Should transhumans instead compete with humans for the same resources? Transhumans would win every time. A single transhuman might produce more intellectual output than an entire human population of billions. A transhuman might be able to manipulate human legal systems with the ease of a child playing with Legos. And physics dictates that a transhuman psyche downloaded into a computer with the mass of a golf ball would be able to colonize remote planets faster than any human (who would be encumbered by a mass weighing in the tens of kilograms). Transhumans might have the power to destroy human economies, subvert human legal systems, and establish sovereign governments far beyond the reach of any human. The only forces stopping a transhuman from doing these things would be its own conscience and the will of other transhumans, not any human power.

So the resources left for humans would be only those that transhumans made a conscious effort to set aside for that purpose. (Note that a second tenet of transhumanist ethics is universal enfranchisement --- any human who wants to become transhuman should be given not only the liberty but the resources to do so. So humans would be human by choice.) For savages like us, it will be a matter of choosing between the reservation and transhumanity. There's no other choice.

And actually, I don't think PM had any other choices in mind. I strongly suspect that his reaction against my description of transhumanism stems from denial, not any positive agenda. Like many other anti-transhumanists, I think he dislikes the notion of a society founded on vast power imbalances, and therefore prefers to invent reasons not to think about it. But avoiding the idea won't make it go away.

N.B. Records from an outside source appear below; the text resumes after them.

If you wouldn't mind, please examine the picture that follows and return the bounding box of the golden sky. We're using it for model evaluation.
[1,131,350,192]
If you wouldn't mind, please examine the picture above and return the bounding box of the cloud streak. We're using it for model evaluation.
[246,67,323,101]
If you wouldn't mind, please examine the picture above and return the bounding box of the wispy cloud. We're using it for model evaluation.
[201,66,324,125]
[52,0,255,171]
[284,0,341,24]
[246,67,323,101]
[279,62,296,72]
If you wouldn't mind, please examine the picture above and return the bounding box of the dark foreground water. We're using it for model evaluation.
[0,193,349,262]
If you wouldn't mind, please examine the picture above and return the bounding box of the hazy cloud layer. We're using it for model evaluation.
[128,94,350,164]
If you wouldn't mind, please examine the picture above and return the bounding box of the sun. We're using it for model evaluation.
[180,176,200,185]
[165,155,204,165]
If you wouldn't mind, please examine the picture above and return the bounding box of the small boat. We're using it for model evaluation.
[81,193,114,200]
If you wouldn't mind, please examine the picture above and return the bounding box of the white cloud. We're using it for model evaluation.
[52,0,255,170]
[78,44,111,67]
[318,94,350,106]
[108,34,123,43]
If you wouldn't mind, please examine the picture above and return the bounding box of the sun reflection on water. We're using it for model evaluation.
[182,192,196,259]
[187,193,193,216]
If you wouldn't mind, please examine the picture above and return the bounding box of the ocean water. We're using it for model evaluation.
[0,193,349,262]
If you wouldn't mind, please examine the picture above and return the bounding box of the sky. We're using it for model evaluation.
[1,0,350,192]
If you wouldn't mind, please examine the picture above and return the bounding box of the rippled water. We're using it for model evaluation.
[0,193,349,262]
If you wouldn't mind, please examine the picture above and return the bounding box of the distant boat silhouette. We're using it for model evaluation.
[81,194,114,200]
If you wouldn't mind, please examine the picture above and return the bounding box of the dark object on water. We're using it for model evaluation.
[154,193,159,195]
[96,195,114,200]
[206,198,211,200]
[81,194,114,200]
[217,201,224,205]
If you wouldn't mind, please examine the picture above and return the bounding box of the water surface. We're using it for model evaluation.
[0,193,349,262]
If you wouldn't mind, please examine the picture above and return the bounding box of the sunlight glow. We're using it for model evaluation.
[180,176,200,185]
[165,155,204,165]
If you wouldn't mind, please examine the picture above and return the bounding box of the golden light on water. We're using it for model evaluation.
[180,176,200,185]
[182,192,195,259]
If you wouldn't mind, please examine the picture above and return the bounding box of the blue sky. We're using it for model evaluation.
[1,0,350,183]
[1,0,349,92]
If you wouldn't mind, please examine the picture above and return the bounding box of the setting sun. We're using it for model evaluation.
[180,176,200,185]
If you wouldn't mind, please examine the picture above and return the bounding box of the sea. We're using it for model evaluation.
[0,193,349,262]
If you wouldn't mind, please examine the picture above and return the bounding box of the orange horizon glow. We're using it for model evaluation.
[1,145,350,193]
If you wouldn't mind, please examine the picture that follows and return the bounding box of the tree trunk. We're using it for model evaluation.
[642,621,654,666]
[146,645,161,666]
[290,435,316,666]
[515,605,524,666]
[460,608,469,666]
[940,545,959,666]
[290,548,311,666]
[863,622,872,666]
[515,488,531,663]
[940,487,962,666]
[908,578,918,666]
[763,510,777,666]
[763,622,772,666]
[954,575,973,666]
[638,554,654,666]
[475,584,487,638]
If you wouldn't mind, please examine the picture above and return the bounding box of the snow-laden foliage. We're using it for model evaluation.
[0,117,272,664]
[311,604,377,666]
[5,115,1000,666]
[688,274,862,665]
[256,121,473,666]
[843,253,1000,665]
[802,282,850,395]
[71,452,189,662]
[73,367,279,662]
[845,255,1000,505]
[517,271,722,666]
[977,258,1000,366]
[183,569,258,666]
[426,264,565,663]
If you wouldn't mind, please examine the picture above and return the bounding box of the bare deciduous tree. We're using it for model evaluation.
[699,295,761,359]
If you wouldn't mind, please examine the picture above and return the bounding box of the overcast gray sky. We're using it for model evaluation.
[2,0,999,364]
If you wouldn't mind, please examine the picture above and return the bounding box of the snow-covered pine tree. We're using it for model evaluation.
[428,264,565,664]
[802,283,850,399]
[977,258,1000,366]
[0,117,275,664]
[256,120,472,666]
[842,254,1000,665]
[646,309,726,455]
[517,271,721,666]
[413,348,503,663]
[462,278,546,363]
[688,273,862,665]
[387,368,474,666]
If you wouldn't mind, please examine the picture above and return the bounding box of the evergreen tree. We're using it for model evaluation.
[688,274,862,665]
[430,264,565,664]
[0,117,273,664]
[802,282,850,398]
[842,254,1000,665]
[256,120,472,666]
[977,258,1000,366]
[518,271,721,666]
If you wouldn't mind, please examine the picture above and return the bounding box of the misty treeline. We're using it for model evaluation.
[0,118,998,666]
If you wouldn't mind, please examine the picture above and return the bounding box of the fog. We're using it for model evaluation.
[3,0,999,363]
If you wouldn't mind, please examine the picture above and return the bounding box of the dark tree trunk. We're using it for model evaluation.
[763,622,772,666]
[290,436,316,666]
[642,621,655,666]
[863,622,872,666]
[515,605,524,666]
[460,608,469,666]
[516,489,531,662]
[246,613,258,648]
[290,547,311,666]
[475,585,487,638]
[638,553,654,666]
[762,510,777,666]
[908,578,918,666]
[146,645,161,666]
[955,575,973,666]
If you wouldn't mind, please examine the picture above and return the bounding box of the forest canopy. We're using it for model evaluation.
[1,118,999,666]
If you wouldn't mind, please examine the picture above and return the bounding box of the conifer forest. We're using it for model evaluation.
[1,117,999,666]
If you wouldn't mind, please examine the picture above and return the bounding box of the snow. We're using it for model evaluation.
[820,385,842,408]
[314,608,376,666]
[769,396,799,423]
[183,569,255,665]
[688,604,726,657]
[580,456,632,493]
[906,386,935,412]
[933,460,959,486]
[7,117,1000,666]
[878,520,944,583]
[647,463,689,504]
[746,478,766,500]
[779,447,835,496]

Note, BTW, that most transhumanist thinkers are fully conscious of the risks involved in the transhumanist project, or at least as fully conscious as anyone can be. In fact, analyzing these risks is (yet another) major aim of transhumanist thought. See, for example, Nick Bostrom's many writings, including his discussion of existential risks to the human race, and his unconventional analysis of the future of human evolution.